The alphabet books and counting books published by Indigenous authors and artists over the last decade adopt tactics of interpolation by exploiting the possibilities of a form deeply implicated in the production and reproduction of the values of dominant cultures, a form directed to the youngest children, engaged in building repertoires of knowledge, values and affect. These Indigenous books for the young are, like Indigenous texts for children more generally, directed toward two audiences: Indigenous children for whom the objects and names introduced in alphabet books are embedded in cultural systems into which readers are inducted; and nonIndigenous children who may, even at a very early age, sense that they are to some degree outsiders to the world of these books. Answering back to the colonising discourses of early alphabet books, Indigenous texts function as decolonising texts, throwing off the baggage of colonialism and reclaiming language and identity.

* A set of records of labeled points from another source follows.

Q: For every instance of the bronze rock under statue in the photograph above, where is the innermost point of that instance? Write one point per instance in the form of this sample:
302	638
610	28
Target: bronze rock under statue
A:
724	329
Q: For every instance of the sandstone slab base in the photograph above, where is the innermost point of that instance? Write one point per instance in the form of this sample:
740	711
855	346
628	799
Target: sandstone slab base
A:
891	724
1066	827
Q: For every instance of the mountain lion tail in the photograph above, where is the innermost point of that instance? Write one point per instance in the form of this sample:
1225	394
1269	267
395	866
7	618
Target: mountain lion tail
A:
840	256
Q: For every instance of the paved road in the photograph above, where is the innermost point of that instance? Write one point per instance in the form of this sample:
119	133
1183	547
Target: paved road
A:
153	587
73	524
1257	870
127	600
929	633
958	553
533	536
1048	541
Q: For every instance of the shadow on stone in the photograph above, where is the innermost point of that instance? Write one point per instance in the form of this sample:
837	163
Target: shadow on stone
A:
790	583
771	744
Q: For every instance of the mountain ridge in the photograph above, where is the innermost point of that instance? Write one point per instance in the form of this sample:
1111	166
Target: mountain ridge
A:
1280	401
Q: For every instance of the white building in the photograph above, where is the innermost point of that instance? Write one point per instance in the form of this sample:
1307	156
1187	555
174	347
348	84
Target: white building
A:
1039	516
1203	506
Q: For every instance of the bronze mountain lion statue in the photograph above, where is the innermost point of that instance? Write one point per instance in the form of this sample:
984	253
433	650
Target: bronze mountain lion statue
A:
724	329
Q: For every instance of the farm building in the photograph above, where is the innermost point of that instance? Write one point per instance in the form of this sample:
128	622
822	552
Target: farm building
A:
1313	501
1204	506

These decolonising agendas are strikingly present in Julie Flett’s Lii Yiiboo Nayaapiwak lii Swer: L’Alfabet di Michif, its title translated as ‘Owls See Clearly at Night: a Michif alphabet’ (2010). The book’s introduction, intended for adults, alludes to the complex history which produced the Michif language, the unique combination of French, Cree and Ojibway spoken by the Métis people of the Canadian and Northern US prairies, and formed when French and Scots newcomers intermingled with the Cree and Ojibway inhabitants of these territories. Like Kaurna from South Australia, Michif is an endangered language. Flett’s strategy of placing the Michif words first on the page and in coloured fonts next to English translations in black foregrounds Michif as the language of the book, and indicates that English is its translation. To Métis children, who may or may not be familiar with Michif, the language of the book itself enunciates Métis identity, even before readers have perused its pages. To non-Indigenous children, the appearance of Michif, its unfamiliar blending of vowels and consonants, instantiates difference and gestures toward the culture from which language derives. Because Michif is the primary language of the book, the alphabetic system subtly disrupts the primacy of English. Thus, the letter ‘e’ features Li Eenikooñs, the ant; ‘h’ stands for ‘La Haruzh’, the red willow; the letter ‘t’ is for taanshi, ‘hello’; and the letter ‘o’ stands for Clare Bradford 276 Ohpaho!, for an entire utterance, ‘Fly up! Fly away!’ The effect of these language features is exactly what Ashcroft means by interpolation, in that they ‘make use of aspects of the colonising culture so as to generate transformative cultural production’ (2001, p. 47). In Lii Yiiboo Nayaapiwak lii Swer the Michif language and culture is interpolated into a form formerly dominated by the English language and populated by signifiers valued by the dominant culture. This strategy is not merely one of resistance, but rather claims power by generating a new kind of alphabet book – a postcolonial text which asserts the survival and specificity of Métis culture.